Everyone chuckled. This was far from the North Pole.
Linda had asked whether she should pick me up at the airport but I told her Chris would. I came down the escalator to the few obligatory men in suits holding placards with the names of the people they were waiting for. I guess a part of me that had seen one too many romantic comedies hoped that Chris might be waiting for me with a sign that said HANNAH or even I LOVE YOU HANNAH! But that was pretty silly. In fact, Chris texted me and said he was in his car waiting outside. I wasn’t even worthy of parking, which I guess was legit.
I got my huge bag from the carousel and headed out. I wouldn’t exactly say a rush of hot air hit me but the air was temperate. I found Chris right away. He hopped out to help me with my bag and we kissed. I had arrived.
The first part of the drive was four-lane highways bordered by scrub grass. Nothing scenic. But after fifteen minutes, the roads got smaller, turning to two lanes and then one. The grass on the side of the roads became greener and trimmed. We began passing one development of condos after another. Each had a prominent sign that fronted the road and each seemed to have a nature-themed name: The Shores, Treetops, Meadowland Cove, Greenview Shores, Emerald Forest.
“Is this where all the horse show people stay?” I asked Chris.
“All the horse show people who don’t own their own beautiful farm,” he said. “These are actually kind of the down-scale condos. If you really have money you either have your own farm complete with gorgeous house, or you live in Palm Beach Polo.”
I nodded as I stared out the window. Wellington was all new to me. I was trying to get a handle on it, to get my bearings, but I had the feeling it would take a while.
“Where do you live?”
Chris pointed as we drove past another development. “In there. I’ll take you later.”
He showed me Palm Beach Polo with its prominent sign and gatehouse. We continued down the road, called South Shore, and came to a stoplight. We turned right onto a road called Pierson. Now things were starting to look distinctly horsey. For one thing, alongside the sidewalk was a bridle path and I could see from the hoof prints in the sand it had been recently ridden on. Alongside the road on the right were paddocks, complete with horses turned out. I could see barns on the other side of the paddocks and the occasional ring or jumping field.
“Wow,” I said.
“Just wait.” Chris pointed to the left. “That’s the main entrance to the horse show.”
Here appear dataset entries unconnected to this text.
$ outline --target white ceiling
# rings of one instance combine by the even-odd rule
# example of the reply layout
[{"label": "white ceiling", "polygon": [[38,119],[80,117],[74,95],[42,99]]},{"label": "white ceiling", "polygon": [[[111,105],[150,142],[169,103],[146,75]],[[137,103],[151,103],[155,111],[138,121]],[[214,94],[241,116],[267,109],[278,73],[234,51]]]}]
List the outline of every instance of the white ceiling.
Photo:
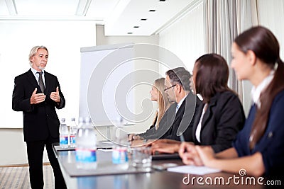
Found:
[{"label": "white ceiling", "polygon": [[106,35],[151,35],[182,15],[192,1],[0,0],[0,21],[94,21],[104,25]]}]

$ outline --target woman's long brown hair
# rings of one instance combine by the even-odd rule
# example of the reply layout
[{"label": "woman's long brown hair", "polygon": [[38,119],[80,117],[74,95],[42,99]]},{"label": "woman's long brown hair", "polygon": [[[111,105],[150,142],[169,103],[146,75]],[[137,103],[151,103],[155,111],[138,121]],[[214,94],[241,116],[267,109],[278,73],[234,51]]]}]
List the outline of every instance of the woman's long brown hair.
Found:
[{"label": "woman's long brown hair", "polygon": [[256,57],[271,69],[275,69],[274,77],[268,86],[261,93],[261,107],[257,107],[250,135],[250,149],[263,136],[268,125],[270,110],[275,96],[284,90],[284,65],[279,56],[279,43],[268,29],[257,26],[239,35],[235,41],[244,53],[251,50]]}]

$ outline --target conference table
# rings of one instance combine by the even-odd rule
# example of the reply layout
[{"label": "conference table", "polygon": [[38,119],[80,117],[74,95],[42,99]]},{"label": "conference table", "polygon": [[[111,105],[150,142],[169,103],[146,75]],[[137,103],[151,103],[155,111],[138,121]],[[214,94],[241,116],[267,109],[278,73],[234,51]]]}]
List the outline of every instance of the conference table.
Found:
[{"label": "conference table", "polygon": [[[126,173],[102,175],[80,175],[80,170],[76,171],[75,151],[58,150],[58,144],[53,144],[54,152],[58,158],[69,189],[88,188],[264,188],[265,185],[251,182],[251,177],[239,174],[218,172],[205,175],[194,175],[170,172],[167,170],[152,168],[151,171]],[[109,150],[97,151],[97,162],[109,161],[111,164],[111,151]],[[180,159],[153,159],[152,166],[164,165],[164,164],[176,164],[183,165]],[[71,171],[70,171],[71,170]],[[71,173],[70,174],[70,172]],[[82,171],[81,171],[82,172]],[[87,172],[88,173],[88,172]],[[262,183],[265,183],[262,181]]]}]

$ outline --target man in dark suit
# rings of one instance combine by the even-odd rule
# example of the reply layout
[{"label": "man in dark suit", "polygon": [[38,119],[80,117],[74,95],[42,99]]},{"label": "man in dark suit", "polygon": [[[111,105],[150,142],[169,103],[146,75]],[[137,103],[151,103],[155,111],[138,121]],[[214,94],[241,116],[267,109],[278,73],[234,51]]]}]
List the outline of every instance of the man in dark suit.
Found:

I could see a security gate but not too much more beyond it.
“And this,” Chris added, taking a left, and pulling up to another gate, “is Grand Prix Village.”
“Is this where all the grand prix horses live?”
Chris chuckled. I guess my naiveté was kind of cute to him. Thank goodness. To most people I’d just seem like a clueless idiot. He punched a code into the keypad and the gate swung open. “No, it’s just called that. It’s the closest set of farms to the horse show so it’s basically the most exclusive and expensive. Just look around.”
What I saw was farm after gorgeous farm. Chris told me that most of the elite trainers and riders owned their own stables within hacking distance to the show grounds. If a rider couldn’t afford his own second barn in Wellington, he rented stalls at one, which is what Chris did. Trainers and riders usually kept a set of stalls on the show grounds as well for when they were competing, but otherwise they could train their horses at their home base, where they had all the necessary amenities like beautiful wash stalls, treadmills, hot-walkers, and turnout—not to mention rings and even grand prix fields full of jumps to practice over. There would be no fighting over jumps in the schooling ring; no watchful eyes of USEF stewards.